Was the slow movement a touch plain-spoken and impatient? Possibly. But Bax's coltishness in the finale compensated, his chiseling of detail constantly pricking the attention without seeming overstated.

Associate Conductor Roderick Cox, leading his second Minnesota Orchestra subscription concert, locked tightly into Bax's crackling approach to Grieg, creating an especially congenial space for the flute solo in the final movement.

Cox's natural feeling for rubato — small variations of a basic tempo, used for expressive purposes — was even more consequential in Dominick Argento's "Valentino Dances," the work that opened the program.

The swirl and swagger of Argento's music — excerpted from his opera "The Dream of Valentino" — was headily captured by Cox's interpretation, with glimpses of the insecurity that lay beneath the dashing public persona of the iconic Latin lover. William Schimmel played the important, tango-flavored accordion part, and was sensitively amplified.

Argento himself was present for the concert. October 27 marks his 90th birthday, with Thursday's performance being Minnesota Orchestra's gift to its composer laureate. In terms of time, the gesture could have been more generous: "Valentino Dances" lasts just 10 minutes.
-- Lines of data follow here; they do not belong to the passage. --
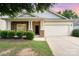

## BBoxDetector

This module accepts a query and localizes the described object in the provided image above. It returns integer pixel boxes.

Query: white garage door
[45,21,71,37]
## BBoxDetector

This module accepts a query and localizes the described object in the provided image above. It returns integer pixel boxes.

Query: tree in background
[58,10,78,19]
[0,3,53,17]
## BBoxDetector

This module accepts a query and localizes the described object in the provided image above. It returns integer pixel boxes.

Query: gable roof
[0,11,67,19]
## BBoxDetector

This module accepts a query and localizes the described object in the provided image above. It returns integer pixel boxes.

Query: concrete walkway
[46,36,79,56]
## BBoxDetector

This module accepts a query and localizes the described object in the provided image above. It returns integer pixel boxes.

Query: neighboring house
[0,11,73,37]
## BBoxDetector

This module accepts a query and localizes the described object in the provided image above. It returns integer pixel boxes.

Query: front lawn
[0,40,53,56]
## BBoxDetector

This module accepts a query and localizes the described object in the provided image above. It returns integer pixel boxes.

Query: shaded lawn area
[0,40,53,56]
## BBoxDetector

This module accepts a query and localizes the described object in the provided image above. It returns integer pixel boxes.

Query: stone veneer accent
[40,30,44,37]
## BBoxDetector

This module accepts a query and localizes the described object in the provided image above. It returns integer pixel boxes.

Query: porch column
[6,21,11,30]
[28,21,32,31]
[40,20,44,37]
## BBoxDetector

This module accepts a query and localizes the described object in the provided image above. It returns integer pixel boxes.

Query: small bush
[7,31,15,38]
[25,31,34,40]
[72,29,79,37]
[16,31,24,38]
[0,31,8,38]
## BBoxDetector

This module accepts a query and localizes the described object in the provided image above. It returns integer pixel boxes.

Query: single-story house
[0,11,73,37]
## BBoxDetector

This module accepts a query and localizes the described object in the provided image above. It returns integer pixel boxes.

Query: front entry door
[35,25,39,35]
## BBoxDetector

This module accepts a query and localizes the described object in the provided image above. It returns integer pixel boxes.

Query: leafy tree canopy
[0,3,53,17]
[58,10,78,19]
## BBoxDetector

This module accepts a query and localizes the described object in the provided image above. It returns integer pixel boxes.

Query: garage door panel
[45,25,69,37]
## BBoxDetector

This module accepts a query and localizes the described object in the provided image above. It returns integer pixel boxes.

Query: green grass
[0,40,53,56]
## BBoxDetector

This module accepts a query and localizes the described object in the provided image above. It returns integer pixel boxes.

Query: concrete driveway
[46,36,79,56]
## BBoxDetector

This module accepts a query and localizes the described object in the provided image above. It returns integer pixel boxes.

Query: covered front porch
[7,20,44,37]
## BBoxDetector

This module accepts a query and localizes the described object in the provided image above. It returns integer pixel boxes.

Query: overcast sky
[52,3,79,15]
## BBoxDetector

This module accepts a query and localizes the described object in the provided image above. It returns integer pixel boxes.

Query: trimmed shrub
[25,31,34,40]
[16,31,24,38]
[0,31,8,38]
[7,31,15,38]
[71,29,79,37]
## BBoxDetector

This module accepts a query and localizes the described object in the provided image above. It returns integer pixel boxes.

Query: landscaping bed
[0,40,53,56]
[0,30,35,40]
However, the performance itself was warmly affectionate and sparklingly dispatched by the players.

Rachmaninoff's Symphonic Dances, the composer's final completed work, came after intermission. Like the Argento, it's a superficially brilliant piece that harbors distinctly darker corners.

One of them is in the opening movement, where an alto saxophone and cor anglais combine for a passage that seems to perfectly distill Slavic melancholy. Both parts were beautifully played.

Cox was front and center for the unsettled middle movement, employing lissome baton and body movements to convey the motion of this would-be waltz beset with slightly seasick swaying.

The finale tingled with an edgy energy, and Cox drove home the tumultuous final climax with an expert sense of theatricality and timing.

Good as Cox's Minnesota Orchestra subscription debut was in January, this second concert was even better — more self-assured and flexible, more freely expressive. Let's hope Cox can keep working with the orchestra beyond the 2017-18 season, after which his contract expires.